It’s miraculous how one event or a seemingly insignificant decision can change the course of many lives. The tiniest shift could alter futures forever. The decisions my mother made charted the course of my life and my choices carved my destiny, but my secret past had distorted my view and the journey of my life had me repeatedly stumbling. I am not a therapist, nor do I claim to be, but over the years I have come to realize the vast majority of wounds that pierce the human soul … are the result of perception.
I ran across this 4-part post the other day and I have to share it with you. Martha Beck is a life coach, columnist, and author and her article “Yes, It Was Awful—Now Please Shut Up” is truly inspirational! I wish I had read it years ago.
Yes, It Was Awful—Now Please Shut Up
By Martha Beck
Poignant, tragic, funny, outrageous—most of us have at least one story we tell (and retell) to explain our emotional bruises. But there’s a big difference between understanding the past and being stuck in it.
Self-pity, a dominant characteristic of sociopaths, is also the characteristic that differentiates heroic storytelling from psychological rumination. When you talk about your experiences to shed light, you may feel wrenching pain, grief, anger, or shame. Your audience may pity you, but not because you want them to. Obsessing aloud, on the other hand, is a way of fishing for pity, a means of extorting attention. Healthy people instinctively resist this strategy. When you grieve, they will yearn to comfort you. When you demand pity, they will yearn to smack you.

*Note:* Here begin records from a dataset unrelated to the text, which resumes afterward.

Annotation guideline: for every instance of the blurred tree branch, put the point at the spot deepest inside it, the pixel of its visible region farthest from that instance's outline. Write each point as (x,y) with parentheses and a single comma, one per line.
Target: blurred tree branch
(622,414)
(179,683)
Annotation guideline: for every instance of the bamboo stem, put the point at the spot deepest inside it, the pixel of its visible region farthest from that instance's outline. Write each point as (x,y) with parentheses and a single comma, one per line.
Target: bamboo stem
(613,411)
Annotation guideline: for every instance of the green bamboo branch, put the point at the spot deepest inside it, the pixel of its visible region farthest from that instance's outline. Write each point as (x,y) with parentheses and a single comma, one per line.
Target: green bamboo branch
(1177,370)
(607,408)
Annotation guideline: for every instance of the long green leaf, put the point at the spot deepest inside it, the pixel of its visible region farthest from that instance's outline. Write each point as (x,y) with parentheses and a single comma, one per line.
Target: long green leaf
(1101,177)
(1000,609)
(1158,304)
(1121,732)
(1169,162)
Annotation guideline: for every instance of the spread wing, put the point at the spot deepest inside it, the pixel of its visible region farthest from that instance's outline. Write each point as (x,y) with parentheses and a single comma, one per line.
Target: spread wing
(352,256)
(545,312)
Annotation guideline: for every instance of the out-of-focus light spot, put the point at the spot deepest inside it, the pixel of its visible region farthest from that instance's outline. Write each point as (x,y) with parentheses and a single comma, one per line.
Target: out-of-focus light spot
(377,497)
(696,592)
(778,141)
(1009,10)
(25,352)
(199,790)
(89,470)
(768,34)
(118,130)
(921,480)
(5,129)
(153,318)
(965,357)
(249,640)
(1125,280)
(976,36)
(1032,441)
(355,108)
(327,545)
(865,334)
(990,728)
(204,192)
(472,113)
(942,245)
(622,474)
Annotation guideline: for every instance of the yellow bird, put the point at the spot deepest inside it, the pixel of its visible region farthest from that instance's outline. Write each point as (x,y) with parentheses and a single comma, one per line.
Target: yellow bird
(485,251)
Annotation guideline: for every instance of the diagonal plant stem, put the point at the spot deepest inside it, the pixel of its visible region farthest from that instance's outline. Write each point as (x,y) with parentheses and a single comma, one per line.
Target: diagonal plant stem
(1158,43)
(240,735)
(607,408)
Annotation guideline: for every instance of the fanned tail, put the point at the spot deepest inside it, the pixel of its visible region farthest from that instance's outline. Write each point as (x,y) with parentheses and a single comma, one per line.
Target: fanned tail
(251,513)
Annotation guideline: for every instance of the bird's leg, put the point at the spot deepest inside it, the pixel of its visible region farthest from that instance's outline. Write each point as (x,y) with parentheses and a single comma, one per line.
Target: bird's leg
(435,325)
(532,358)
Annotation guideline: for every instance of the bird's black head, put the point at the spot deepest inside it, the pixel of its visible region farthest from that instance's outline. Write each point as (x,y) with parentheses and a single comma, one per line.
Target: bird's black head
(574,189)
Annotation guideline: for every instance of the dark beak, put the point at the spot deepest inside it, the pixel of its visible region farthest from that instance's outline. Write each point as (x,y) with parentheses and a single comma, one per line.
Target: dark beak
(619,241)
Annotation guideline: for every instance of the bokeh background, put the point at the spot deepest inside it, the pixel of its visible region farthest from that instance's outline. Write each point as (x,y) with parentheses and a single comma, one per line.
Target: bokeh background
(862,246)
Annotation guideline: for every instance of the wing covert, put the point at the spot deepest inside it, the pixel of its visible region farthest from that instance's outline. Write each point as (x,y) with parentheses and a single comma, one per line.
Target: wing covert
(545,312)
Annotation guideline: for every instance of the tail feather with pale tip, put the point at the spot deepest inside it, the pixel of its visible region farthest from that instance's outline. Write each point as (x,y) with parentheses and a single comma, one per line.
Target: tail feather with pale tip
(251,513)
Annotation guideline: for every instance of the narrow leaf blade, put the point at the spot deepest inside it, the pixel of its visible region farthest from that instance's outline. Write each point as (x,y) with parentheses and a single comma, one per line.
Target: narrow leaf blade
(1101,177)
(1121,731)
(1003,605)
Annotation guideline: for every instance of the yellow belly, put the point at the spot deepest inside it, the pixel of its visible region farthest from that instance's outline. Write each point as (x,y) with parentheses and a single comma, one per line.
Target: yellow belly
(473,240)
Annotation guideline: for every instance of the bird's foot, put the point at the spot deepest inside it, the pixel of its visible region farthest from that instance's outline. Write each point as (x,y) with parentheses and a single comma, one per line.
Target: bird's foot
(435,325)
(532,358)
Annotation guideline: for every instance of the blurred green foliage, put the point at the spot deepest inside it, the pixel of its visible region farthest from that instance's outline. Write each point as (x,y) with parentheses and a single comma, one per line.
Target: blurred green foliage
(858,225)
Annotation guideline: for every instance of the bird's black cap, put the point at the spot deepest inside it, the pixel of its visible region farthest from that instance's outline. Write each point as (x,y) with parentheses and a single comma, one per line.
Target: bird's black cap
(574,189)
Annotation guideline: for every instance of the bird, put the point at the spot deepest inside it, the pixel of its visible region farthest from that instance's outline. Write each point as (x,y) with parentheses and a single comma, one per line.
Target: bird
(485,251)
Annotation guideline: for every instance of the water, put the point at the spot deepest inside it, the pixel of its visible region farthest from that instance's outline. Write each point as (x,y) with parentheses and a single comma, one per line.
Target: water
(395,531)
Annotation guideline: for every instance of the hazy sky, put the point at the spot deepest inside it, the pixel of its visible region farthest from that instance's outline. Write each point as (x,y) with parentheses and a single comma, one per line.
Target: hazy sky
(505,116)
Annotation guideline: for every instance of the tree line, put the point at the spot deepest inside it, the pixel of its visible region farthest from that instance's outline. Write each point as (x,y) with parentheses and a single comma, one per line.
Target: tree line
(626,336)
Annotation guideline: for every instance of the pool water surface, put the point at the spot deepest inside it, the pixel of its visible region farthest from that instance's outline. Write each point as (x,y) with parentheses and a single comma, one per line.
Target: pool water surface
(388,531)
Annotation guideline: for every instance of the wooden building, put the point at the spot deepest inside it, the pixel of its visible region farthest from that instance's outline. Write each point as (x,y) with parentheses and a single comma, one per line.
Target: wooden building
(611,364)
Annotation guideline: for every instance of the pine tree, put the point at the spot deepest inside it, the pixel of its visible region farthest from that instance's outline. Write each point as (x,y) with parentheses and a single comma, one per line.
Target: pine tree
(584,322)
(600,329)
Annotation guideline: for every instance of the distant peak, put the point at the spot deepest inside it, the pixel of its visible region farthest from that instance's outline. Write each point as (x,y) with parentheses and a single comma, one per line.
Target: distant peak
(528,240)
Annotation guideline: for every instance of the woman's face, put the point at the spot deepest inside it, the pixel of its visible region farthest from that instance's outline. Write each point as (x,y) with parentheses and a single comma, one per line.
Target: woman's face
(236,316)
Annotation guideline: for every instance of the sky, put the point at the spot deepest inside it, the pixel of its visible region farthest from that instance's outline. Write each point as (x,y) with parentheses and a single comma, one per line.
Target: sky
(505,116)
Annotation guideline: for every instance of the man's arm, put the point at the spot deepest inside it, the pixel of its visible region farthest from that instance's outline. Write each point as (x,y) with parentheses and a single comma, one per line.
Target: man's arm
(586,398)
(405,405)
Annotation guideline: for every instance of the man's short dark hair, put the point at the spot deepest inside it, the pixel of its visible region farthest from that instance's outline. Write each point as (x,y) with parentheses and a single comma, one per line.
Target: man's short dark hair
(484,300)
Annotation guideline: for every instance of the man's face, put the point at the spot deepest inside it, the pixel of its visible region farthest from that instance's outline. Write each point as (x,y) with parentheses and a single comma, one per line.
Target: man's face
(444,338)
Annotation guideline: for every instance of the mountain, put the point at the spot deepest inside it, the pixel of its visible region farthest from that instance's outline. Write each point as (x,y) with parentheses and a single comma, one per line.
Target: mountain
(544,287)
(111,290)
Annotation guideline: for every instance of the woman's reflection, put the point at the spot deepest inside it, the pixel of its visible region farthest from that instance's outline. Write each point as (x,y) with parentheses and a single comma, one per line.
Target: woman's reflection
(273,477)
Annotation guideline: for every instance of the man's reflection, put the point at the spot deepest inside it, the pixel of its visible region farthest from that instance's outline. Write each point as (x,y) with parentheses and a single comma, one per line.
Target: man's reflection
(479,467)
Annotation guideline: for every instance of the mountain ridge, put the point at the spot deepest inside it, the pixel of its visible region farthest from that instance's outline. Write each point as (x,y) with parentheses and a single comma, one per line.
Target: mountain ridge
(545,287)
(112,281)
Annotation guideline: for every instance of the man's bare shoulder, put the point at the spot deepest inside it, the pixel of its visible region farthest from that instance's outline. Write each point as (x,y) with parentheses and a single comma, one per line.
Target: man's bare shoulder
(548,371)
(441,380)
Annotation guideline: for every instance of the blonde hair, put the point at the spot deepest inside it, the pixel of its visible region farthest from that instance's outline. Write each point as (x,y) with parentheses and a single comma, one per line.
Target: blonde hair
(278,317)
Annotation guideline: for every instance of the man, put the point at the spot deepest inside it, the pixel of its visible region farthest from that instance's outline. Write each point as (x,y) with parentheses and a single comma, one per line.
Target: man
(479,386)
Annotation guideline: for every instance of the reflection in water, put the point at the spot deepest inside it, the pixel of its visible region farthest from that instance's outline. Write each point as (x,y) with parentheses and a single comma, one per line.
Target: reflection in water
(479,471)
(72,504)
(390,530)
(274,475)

All day I’ve been telling stories to evoke my own pity, and it’s working. Partly. The unhealthy part of me, the world-class codependent, is just mesmerized. “Oh,” she cries, “you poor darling! Tell me that sad story again—the first 400 times didn’t do it justice!” The healthy part of me finds this annoying: “Oh, for God’s sake,” she says, rolling her eyes. “Could we please stop the drama and get on with our life?”
The healthy part of me is such a heartless bitch.
On the other hand, she’s got a point. Compulsively examining my stories never works for me. I keep sinking into sorrow (self-inflicted though it is) until it occurs to me that I will drown unless I can drag myself out. This can be difficult, but after decades of practice, I’ve created a sort of verbal tree limb I can grab in a pinch:Am I presently learning the truth about my life’s work? If this sentence sounds a little vague, that’s because it’s actually a mnemonic code. Each phrase reminds me of a concept that helps me escape the marsh: being present, learning continuously, seeking truth, and committing my energy to my real life’s work.